Barankov is hardly the only example. The Organization for Security and Cooperation in Europe declaimed Lukashenko’s record of arresting journalists and bloggers, saying “unfortunately recent detentions and searches in Minsk and elsewhere in the country show continued efforts to muzzle dissenting voices and clamp down on freedom of expression online.”

Iran, not surprisingly, is even tougher. Bloggers are given long prison terms or sentenced to death, charged with “enmity against God” and subverting national security. Human-rights groups say the bloggers and tweeters are tortured in jail. In mid-November, one died in police custody for unexplained reasons.

Iran actually is trying to set up its own internal Internet. There, the government says, “unregulated social media and other content likely to encourage dissent” simply won’t be available.

But the sad truth is, the dictators whose people are the most repressed – locked in abject poverty – don’t have to worry about the social-media problem. In Laos, Cambodia, Eritrea, Mozambique and a handful of other states, most people have no access to computers or cell phones. Many of them are illiterate and couldn’t use the devices even if they had them. That leaves their leaders to trample over their rights with near-impunity.

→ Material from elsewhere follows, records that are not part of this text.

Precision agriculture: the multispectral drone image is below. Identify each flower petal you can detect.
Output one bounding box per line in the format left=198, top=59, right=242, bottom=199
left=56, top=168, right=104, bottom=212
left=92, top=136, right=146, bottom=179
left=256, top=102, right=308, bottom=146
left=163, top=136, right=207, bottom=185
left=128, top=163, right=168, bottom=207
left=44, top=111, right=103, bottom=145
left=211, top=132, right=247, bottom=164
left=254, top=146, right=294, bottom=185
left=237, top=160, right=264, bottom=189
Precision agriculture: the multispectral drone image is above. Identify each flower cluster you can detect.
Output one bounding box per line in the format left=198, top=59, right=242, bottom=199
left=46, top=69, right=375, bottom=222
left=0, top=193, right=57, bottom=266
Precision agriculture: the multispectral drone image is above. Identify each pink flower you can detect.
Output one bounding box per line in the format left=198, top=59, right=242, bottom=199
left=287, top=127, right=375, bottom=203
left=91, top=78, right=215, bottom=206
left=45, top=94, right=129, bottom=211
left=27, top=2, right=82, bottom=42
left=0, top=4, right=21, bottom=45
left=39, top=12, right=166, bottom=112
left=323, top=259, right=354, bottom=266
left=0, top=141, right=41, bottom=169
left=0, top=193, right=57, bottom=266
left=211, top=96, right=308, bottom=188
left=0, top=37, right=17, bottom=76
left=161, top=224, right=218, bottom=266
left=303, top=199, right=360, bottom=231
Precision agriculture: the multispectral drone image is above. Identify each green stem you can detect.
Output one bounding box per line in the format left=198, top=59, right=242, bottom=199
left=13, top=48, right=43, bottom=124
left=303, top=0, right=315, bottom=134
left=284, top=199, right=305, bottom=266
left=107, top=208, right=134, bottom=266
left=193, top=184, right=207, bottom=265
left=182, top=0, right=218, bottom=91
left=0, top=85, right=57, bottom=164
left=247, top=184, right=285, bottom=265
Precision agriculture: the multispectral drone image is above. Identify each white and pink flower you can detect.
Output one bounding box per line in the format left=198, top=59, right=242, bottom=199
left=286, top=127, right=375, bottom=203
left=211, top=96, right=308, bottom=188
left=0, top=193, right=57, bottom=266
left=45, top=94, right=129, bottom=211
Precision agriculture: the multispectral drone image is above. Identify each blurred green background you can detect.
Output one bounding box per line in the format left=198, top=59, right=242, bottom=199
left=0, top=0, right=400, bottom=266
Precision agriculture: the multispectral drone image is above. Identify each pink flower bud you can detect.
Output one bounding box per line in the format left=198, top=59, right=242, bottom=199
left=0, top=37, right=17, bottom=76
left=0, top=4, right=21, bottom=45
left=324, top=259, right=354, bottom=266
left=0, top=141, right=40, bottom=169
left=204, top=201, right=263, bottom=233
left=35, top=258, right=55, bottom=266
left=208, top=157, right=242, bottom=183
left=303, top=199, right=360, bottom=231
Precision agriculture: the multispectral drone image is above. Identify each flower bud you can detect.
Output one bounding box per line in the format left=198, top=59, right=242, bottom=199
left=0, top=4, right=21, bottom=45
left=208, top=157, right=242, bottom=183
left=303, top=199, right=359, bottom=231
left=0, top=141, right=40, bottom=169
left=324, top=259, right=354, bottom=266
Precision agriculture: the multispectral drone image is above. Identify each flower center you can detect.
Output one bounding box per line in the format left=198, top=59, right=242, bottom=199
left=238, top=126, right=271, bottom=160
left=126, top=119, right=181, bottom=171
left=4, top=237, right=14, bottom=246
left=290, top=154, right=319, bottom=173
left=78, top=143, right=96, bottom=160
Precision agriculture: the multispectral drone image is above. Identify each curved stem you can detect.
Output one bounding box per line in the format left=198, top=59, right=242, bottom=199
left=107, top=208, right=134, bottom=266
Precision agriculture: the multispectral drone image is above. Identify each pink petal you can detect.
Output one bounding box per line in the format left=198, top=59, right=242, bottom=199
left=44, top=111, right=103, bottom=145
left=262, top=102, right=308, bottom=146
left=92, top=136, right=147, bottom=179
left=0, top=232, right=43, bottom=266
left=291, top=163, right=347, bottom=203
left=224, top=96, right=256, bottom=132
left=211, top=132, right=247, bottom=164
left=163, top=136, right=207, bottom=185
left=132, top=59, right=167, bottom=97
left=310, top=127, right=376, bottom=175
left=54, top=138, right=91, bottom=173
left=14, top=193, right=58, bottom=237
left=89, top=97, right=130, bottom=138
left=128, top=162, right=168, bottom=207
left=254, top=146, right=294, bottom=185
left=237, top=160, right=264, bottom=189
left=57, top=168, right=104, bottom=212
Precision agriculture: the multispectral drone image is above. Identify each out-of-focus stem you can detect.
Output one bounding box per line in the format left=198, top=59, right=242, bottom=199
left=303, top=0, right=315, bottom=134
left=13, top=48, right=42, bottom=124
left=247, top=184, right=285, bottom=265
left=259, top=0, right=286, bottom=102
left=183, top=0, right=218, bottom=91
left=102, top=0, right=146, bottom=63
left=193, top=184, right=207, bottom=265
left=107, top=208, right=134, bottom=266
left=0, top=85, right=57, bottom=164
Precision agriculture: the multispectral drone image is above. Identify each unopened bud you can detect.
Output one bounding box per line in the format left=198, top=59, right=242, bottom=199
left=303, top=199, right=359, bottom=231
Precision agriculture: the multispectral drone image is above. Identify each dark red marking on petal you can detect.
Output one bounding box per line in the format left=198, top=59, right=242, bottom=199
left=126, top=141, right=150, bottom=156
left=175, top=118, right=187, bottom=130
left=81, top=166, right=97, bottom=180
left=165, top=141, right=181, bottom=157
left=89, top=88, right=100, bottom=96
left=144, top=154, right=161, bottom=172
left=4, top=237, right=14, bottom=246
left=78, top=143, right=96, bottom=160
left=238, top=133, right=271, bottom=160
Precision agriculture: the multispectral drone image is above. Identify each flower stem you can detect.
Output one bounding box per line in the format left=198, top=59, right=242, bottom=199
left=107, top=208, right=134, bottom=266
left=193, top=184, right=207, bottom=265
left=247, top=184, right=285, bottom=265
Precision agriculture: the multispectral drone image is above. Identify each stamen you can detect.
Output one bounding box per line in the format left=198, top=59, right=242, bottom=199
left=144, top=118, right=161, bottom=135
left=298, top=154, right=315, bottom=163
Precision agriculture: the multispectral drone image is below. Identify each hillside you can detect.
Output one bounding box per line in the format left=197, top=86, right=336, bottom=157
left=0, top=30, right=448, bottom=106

China demonstrates this better than any nation. The state’s economic-development program pulled millions of Chinese out of poverty. Previously, Chinese were relatively quiescent. But with prosperity came a new understanding of how venal and repressive the Chinese Communist Party really is. So, millions of Chinese took to new social-media platforms to complain.

Now China spends more money on internal security – including a massive online censorship office – than it does on its military. Persistent online critics are imprisoned or worse. That demonstrates a clear fact: The Chinese government fears its own people far more than it does any outside power.

Other states are catching up. Russia is implementing a massive new online Internet filtering system, ostensibly to protect children from offensive sites. But human-rights advocates warn that it can just as easily be used to block social-media commentary the government doesn’t like.

In Oman this fall, six people were jailed for defaming the state on Facebook. That came after the National Human Rights Commission of Oman (an oxymoron if I’ve ever heard one) labeled those posts and others “negative writings that violate Islamic principles.”

Nearby, Bahrain is trying to have it both ways. On the one hand, it jailed a human-rights advocate for tweeting criticism of the nation’s tyrannical prime minister. Then authorities arrested four more Bahrainis for Twitter posts considered to be critical of the king.

At the same time, though, the government allowed one of the state’s biggest companies, a telecom provider named Zain Bahrain, to sponsor a major business conference there, undoubtedly because it will be quite profitable for the island’s hotels, restaurants and other travel-related businesses.

What was the conference about? Its title: The Social Media Masters Forum.

Joel Brinkley, a professor of journalism at Stanford University, is a Pulitzer Prize-winning former foreign correspondent for the New York Times.